C’est pourquoi, quand messire Gauvain combattait quelque chevalier de grande prouesse, il le pressait et harcelait autant qu’il pouvait jusqu’à midi : à ce moment, il devenait lui-même plus puissant et dispos qu’il n’était au début de la bataille et n’avait pas de peine à outrer son ennemi lassé.

Or, il parut assez qu’il avait ce don le jour qu’il combattit le fils du roi Ban de Benoïc, car à midi il lui courut sus tout soudain et se mit à frapper sur son écu, son haubert et son heaume comme sur une enclume, tant qu’il le blessa en plus de dix endroits. Lancelot se couvrait de son mieux, mais il souffrait beaucoup, et le roi Hector ne put s’empêcher de dire à haute voix :

— Dieu ! qu’est-ce que je vois ! Prouesse, qu’êtes-vous devenue ? Ha, beau sire, êtes-vous enchanté, pour avoir le dessous contre un seul chevalier ?
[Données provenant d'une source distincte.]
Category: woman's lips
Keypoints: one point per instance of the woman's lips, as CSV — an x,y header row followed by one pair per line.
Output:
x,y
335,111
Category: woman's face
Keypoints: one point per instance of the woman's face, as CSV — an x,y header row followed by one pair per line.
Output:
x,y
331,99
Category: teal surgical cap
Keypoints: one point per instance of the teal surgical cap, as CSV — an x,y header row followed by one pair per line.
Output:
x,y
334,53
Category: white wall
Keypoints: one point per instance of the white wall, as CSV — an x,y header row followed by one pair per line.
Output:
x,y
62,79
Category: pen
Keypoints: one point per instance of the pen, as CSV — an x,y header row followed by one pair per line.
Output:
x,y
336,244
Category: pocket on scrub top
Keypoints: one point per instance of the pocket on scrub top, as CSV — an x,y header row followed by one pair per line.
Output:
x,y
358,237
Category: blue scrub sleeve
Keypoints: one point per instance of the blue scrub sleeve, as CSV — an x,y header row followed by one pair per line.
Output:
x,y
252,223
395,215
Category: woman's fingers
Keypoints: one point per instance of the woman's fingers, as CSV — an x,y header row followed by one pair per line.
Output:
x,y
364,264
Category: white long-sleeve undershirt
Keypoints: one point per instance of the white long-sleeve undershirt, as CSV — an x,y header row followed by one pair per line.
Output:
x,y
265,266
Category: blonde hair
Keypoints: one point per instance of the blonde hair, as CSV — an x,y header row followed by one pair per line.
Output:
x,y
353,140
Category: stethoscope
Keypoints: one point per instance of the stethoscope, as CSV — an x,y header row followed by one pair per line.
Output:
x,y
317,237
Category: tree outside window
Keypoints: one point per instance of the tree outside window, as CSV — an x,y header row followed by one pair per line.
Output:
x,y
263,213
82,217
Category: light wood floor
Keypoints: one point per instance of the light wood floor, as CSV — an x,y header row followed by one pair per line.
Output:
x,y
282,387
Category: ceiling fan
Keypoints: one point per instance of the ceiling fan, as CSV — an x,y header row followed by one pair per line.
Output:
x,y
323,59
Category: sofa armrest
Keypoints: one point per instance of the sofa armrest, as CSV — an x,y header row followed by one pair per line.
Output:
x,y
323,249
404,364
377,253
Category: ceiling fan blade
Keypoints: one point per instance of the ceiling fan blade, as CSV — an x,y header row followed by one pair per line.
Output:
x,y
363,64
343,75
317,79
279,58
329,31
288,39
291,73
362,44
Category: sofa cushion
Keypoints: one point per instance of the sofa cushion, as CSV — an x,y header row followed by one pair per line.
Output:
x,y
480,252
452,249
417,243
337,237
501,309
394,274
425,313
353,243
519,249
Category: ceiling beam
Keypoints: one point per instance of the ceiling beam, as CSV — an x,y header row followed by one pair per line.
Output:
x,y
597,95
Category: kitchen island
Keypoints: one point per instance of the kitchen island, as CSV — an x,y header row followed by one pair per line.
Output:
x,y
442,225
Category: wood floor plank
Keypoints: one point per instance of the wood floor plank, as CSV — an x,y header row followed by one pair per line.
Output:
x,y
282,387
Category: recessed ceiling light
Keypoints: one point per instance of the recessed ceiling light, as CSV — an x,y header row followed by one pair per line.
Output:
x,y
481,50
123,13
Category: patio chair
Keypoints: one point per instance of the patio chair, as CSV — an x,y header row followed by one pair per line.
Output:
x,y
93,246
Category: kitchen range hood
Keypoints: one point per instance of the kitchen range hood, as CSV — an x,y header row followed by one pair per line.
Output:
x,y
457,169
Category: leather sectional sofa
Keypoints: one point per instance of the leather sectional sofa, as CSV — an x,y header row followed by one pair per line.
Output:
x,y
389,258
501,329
Ainsi en fut-il jusqu’à l’heure de sixte. Mais, à ce moment, Lancelot qui avait repris son haleine courut sus à son tour à monseigneur Gauvain et commença de le frapper à si grands coups, qu’il le fit chanceler et lui reconquit beaucoup de terrain. Ainsi l’autre se vit bientôt en grand péril de mort : telle était sa détresse que le sang lui coulait de la bouche et du nez.